What Needs to be Done: Pressure Pakistan
Indian diplomats, if they must persist with warm handshakes with their Pakistani counterparts, must press for accountability. Above all, the joint information sharing mechanism that was once agreed upon must actually be made to work—the 26/11 investigation being a litmus test. India can threaten the core interests of Pakistani diplomacy by rejecting cooperation on the composite dialogue between the two countries.
Status: India seems to be softening
Instead of mounting pressure, India’s Prime Minister Manmohan Singh appears keen to resume the composite dialogue suspended after the 26/11 attacks! In a joint statement issued at the Non Aligned Movement (Nam) summit in Sharm el-Sheikh, an Egyptian resort on the Red Sea, the issue of terror seems to have been delinked from Indo-Pak talks, to the satisfaction of those who want closer Indo-Pak ties sans (!) preconditions. This has also pleased the US; judge from US Secretary of State Hillary Clinton’s utterances on her visit to India. But is India ready to move on from 26/11? It’s not for nothing that Indian officials are now in damage-control mode.

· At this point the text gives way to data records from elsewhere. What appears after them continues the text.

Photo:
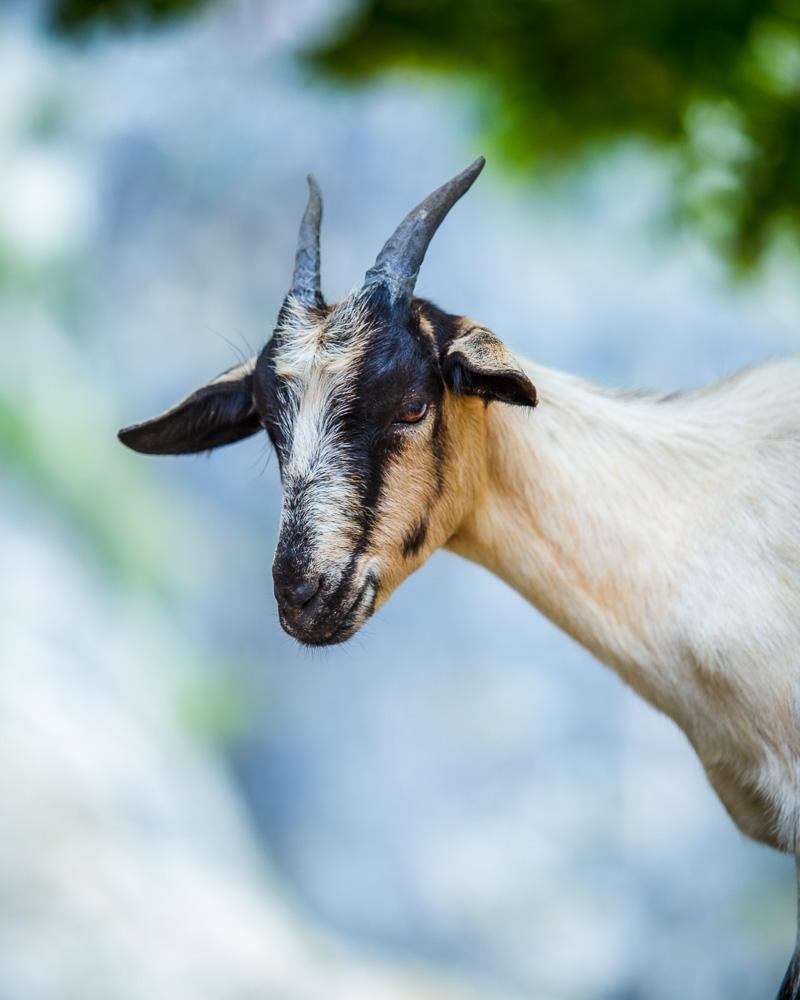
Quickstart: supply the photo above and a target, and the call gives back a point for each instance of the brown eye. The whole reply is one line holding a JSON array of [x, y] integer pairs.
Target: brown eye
[[411, 413]]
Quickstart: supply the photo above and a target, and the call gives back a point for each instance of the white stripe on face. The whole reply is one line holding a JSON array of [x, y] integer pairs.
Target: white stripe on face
[[318, 362]]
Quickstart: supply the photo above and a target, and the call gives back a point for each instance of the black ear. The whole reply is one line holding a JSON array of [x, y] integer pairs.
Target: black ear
[[479, 364], [221, 412]]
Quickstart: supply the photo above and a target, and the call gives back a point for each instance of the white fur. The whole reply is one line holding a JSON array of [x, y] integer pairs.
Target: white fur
[[664, 535]]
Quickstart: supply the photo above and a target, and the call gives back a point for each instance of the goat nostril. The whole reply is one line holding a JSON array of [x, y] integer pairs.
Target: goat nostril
[[298, 595]]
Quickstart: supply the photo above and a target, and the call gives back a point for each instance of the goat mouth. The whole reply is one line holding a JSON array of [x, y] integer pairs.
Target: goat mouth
[[346, 625]]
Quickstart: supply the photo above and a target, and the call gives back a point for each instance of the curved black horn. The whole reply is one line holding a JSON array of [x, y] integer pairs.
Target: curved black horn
[[398, 264], [305, 281]]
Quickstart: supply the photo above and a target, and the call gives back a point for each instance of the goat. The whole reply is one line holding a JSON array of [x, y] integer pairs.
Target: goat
[[662, 533]]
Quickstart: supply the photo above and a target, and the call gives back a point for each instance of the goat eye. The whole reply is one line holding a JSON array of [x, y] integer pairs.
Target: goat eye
[[411, 413]]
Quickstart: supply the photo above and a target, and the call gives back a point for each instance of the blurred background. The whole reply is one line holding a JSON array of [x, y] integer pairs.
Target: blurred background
[[459, 803]]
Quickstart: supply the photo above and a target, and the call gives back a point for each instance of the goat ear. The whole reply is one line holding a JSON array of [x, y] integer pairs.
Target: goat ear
[[479, 364], [220, 412]]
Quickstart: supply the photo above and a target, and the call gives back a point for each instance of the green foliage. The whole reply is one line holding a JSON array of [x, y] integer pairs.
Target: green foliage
[[715, 81], [78, 17]]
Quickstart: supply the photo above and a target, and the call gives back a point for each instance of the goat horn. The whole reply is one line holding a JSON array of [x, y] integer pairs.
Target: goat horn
[[397, 265], [305, 281]]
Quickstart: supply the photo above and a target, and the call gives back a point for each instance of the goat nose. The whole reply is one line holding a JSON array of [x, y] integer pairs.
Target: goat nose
[[296, 594]]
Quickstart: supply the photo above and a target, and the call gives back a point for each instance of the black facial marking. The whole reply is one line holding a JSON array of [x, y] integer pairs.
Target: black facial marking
[[416, 539]]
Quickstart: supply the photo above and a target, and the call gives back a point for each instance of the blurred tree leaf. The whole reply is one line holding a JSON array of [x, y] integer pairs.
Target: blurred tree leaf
[[715, 81], [78, 17]]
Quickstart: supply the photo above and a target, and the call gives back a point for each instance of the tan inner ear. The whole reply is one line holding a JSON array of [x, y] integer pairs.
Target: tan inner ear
[[484, 351]]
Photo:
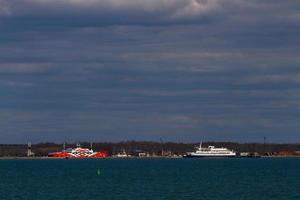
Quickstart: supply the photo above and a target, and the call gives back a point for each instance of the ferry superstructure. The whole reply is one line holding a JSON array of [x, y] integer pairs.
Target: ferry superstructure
[[211, 151]]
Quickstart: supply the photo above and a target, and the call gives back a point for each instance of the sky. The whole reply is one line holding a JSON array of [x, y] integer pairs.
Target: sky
[[176, 70]]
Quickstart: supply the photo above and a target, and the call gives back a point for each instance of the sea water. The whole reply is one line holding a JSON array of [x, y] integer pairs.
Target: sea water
[[206, 179]]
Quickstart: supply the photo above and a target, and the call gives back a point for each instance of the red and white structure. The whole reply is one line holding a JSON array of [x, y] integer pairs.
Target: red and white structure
[[78, 152]]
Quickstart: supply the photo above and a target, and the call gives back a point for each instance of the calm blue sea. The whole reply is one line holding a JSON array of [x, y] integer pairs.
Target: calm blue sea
[[218, 179]]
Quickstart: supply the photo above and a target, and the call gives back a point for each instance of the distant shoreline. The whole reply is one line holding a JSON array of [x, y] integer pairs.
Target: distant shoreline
[[129, 158]]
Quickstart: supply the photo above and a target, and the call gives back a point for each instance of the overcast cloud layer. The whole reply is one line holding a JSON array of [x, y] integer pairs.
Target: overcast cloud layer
[[180, 70]]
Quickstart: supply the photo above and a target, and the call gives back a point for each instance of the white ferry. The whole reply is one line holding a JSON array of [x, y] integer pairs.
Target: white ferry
[[211, 151]]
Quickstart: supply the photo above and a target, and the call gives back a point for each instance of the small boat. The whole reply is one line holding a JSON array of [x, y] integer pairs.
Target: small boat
[[210, 151], [79, 152]]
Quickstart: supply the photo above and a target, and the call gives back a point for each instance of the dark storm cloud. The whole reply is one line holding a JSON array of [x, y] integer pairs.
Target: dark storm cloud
[[136, 69]]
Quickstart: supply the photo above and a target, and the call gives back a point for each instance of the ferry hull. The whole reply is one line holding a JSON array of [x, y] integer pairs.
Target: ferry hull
[[209, 156], [102, 154]]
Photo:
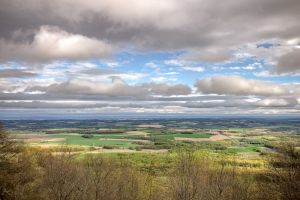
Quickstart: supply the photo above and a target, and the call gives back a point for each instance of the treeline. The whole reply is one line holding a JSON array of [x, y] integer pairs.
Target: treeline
[[30, 175]]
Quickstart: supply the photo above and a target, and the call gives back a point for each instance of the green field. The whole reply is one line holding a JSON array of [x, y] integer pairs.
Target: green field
[[94, 141]]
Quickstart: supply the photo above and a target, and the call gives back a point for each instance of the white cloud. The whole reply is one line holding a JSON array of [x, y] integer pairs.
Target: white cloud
[[194, 69], [52, 43], [236, 85]]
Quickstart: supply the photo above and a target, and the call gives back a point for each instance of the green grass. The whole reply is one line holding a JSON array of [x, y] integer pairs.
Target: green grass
[[180, 135], [95, 141], [243, 149]]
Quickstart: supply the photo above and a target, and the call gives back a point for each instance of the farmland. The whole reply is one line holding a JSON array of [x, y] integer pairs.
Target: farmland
[[242, 137]]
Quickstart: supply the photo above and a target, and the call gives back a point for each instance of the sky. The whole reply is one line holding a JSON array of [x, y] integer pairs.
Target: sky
[[151, 57]]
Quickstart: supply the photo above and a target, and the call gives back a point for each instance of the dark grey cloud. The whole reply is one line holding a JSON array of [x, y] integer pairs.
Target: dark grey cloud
[[15, 73], [289, 63], [208, 30], [117, 88], [235, 85]]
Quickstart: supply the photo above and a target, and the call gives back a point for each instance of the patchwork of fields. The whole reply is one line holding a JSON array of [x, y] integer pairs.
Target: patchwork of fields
[[230, 137]]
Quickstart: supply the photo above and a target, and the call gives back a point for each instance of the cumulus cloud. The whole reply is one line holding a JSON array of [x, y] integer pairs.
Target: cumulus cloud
[[117, 88], [236, 85], [166, 89], [289, 63], [53, 43], [147, 24]]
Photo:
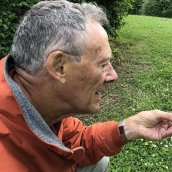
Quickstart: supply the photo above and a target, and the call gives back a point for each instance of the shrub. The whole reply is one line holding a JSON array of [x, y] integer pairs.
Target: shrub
[[11, 11], [136, 7], [160, 8]]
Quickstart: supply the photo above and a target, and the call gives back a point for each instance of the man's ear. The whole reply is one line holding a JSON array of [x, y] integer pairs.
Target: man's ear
[[55, 64]]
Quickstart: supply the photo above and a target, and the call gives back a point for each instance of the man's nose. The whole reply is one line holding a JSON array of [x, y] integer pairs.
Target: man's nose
[[111, 74]]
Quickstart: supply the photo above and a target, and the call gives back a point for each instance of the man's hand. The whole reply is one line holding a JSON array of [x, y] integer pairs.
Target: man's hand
[[150, 125]]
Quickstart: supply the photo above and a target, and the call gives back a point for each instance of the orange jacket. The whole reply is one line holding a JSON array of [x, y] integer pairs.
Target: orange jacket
[[28, 144]]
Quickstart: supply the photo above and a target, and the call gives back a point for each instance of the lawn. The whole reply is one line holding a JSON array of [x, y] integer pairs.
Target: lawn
[[143, 61]]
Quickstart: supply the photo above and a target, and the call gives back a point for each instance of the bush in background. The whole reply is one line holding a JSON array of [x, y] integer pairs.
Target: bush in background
[[136, 7], [159, 8], [10, 13], [12, 10]]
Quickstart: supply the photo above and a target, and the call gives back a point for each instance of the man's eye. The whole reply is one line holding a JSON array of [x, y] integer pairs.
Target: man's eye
[[104, 65]]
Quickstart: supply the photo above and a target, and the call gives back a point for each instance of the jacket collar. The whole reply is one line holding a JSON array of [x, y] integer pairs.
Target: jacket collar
[[32, 117]]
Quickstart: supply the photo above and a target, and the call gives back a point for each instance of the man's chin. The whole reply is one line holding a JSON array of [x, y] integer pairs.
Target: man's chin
[[94, 109]]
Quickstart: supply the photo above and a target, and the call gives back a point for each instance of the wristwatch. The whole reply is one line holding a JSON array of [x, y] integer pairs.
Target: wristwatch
[[122, 131]]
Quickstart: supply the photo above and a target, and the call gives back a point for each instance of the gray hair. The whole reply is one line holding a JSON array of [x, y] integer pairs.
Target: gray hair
[[53, 25]]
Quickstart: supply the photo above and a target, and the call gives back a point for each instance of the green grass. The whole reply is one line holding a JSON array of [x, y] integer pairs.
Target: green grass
[[145, 82], [143, 61]]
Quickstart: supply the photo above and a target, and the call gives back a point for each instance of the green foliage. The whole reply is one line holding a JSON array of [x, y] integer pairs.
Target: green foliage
[[144, 83], [136, 7], [10, 13], [160, 8], [116, 10]]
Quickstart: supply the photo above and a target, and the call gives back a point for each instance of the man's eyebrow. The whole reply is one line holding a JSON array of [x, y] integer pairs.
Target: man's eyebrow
[[105, 59]]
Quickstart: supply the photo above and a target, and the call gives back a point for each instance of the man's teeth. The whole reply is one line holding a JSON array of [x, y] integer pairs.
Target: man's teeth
[[98, 93]]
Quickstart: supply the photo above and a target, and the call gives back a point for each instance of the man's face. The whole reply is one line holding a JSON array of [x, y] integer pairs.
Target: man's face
[[85, 79]]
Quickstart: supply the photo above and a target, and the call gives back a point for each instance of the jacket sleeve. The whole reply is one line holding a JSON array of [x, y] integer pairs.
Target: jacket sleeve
[[98, 140]]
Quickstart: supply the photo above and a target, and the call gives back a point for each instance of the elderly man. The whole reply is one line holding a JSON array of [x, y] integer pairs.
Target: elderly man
[[59, 62]]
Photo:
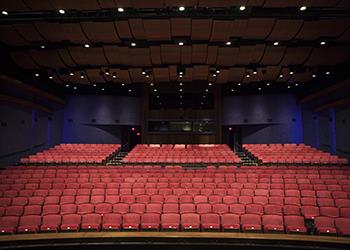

Diplomatic Lesson 4: Track the US perspective
It was the then US President Bill Clinton’s intervention that brought the Kargil War to its final close, despite India already having gained a decisive victory. The US view of developments in the region have changed since, but not as wholly as India would like.
What Needs to be Done: Educate the US
The US has also had lessons to learn from its effort to oust Soviet forces from Afghanistan. The militia it helped arm along with Pakistan eventually turned out to be an even bigger problem. In other words, short-term objectives can cloud long-term prospects for peace. India needs to gamely remind the US of this.
Status: Each country for itself
Apart from working towards a consonance of views, India can scarcely do anything more than offer its sage advice. This makes it plain that India has little choice but to use its own resources and intelligence to ensure that what Bill Clinton called the “most dangerous place on earth” doesn’t go back to being so again. It’s India’s call. The Indian political leadership needs to bridge the gap between robust military capability and weak strategic intent. Neither the magnificent men in uniform nor the wizardry of attendant weapons will help with that. What is needed, crucially, is a transformation of India’s strategic culture. The wars of the future will be won in the mind as much as by jackboots on the ground. Ultimately, the mantra remains self-reliance.